Possible aversion learning in the Pacific Coast wireworm


Van Herk, W.G., Vernon, R.S., Harding, C., Roitberg, B.D., Gries, G. (2010). Possible aversion learning in the Pacific Coast wireworm, 35(1), 19-28. http://dx.doi.org/10.1111/j.1365-3032.2009.00705.x


The effects of carbon dioxide and the induction of morbidity on aversion learning in larvae of the Pacific Coast wireworm Limonius canus LeConte (Coleoptera: Elateridae) are discussed. Wireworms preconditioned by exposing them one or four times to odour of Tefluthrin 20SC and Dividend XLRTA [Syngenta Crop Protection (Canada), Inc., Canada] during the induction of temporary morbidity subsequently contact tefluthrin-treated wheat seeds in soil bioassays for as long as naïve (i.e. not preconditioned) larvae but are repelled four to five-fold more frequently by Dividend-treated seeds in soil bioassays than naïve wireworms, suggesting that wireworms are capable of associating a novel odour (i.e. Dividend) with morbidity but require a minimum of 10-15 min subsequent contact time with treated seeds before being repelled. Wireworms preconditioned by exposure to peppermint odour during the induction of morbidity are not subsequently repelled by peppermint odour in soil bioassays, suggesting that wireworms are either not capable of aversion learning or that the presence of a CO2 source and/or a suitable host plant may override a negative cue (i.e. peppermint odour).
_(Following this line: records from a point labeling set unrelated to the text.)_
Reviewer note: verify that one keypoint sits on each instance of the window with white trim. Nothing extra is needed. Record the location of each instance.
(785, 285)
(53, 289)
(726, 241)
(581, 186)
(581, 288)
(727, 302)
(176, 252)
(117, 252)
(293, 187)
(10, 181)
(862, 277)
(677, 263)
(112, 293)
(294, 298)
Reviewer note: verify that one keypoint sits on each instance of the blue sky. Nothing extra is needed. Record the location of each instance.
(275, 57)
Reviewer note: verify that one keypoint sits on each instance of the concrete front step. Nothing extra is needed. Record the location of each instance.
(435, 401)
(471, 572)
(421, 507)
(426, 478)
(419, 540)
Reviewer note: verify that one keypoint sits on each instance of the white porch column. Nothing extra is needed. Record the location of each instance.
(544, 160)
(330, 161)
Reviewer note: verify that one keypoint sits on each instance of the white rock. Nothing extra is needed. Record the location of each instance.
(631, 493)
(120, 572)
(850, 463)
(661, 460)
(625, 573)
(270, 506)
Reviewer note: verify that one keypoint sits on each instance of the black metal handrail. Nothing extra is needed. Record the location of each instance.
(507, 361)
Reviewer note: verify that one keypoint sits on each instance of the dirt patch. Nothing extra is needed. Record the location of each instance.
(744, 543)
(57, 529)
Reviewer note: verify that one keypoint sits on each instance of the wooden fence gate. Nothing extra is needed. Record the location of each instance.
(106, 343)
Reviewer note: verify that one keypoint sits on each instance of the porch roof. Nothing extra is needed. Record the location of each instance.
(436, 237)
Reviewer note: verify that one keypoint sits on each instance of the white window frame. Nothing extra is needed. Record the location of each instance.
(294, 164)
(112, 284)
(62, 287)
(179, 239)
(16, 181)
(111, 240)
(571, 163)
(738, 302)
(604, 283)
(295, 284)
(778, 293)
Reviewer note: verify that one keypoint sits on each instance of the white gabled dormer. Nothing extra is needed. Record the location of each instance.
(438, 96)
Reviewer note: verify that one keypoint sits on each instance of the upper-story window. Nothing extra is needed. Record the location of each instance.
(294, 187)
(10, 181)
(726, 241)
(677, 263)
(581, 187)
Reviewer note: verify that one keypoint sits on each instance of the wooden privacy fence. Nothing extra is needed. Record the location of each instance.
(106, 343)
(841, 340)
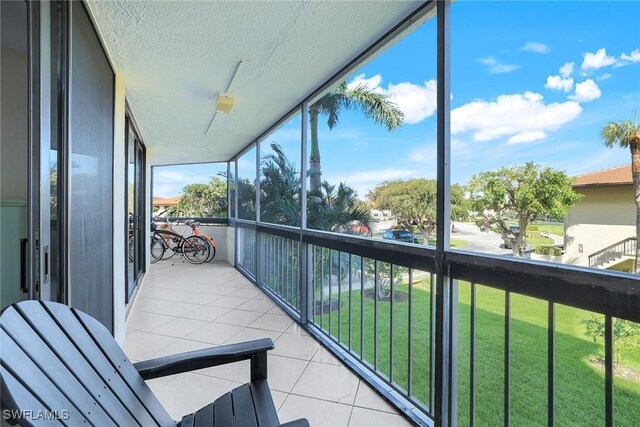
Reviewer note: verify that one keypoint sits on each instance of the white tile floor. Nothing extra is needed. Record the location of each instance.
(182, 307)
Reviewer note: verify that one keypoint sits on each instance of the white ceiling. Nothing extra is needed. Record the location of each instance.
(176, 57)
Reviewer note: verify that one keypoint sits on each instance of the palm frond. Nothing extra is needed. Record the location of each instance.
(619, 134)
(374, 105)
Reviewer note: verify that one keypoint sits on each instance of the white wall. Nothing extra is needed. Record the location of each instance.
(119, 220)
(13, 128)
(605, 216)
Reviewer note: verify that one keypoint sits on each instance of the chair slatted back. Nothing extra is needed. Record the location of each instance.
(58, 360)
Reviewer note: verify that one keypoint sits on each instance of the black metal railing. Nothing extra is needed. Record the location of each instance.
(626, 247)
(373, 304)
(201, 220)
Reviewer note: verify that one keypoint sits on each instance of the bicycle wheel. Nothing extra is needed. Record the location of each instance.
(212, 246)
(212, 253)
(195, 249)
(131, 250)
(157, 250)
(171, 246)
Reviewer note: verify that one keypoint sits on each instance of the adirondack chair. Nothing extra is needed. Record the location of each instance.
(58, 363)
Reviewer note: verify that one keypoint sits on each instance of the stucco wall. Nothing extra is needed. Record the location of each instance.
(13, 128)
(605, 215)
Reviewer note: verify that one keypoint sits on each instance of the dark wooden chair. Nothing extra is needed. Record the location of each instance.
(59, 363)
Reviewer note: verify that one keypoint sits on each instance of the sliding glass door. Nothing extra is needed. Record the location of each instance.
(135, 194)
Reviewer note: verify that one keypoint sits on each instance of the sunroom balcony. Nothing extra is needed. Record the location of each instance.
(182, 307)
(346, 353)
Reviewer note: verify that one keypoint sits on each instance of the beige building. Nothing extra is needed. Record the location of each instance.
(605, 217)
(162, 204)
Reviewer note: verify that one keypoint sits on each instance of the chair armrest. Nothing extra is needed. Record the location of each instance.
(255, 350)
(302, 422)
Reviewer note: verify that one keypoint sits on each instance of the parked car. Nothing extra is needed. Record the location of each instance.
(400, 236)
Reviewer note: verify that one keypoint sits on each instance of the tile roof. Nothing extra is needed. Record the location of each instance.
(612, 176)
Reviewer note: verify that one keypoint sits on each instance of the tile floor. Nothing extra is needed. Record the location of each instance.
(182, 307)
In studies conducted in the absence of soil, a host plant and CO2 production, wireworms are repelled slightly by droplets of 1.0% but not 0.1% peppermint oil. Previous exposure to peppermint odour or contact with peppermint oil-treated filter paper during one induction of morbidity does not increase the repellency of wireworms to 1.0% peppermint oil significantly. Repellency to 1.0% peppermint oil is almost eliminated when morbidity is induced five times in the absence of peppermint odour but is restored when peppermint odour is present during preconditioning. These findings suggest that wireworm sensitivity to repellent compounds decreases when repeatedly made moribund, although the results are not sufficient to conclude that wireworms are capable of associative learning. © 2009 The Authors. Journal compilation © 2009 The Royal Entomological Society.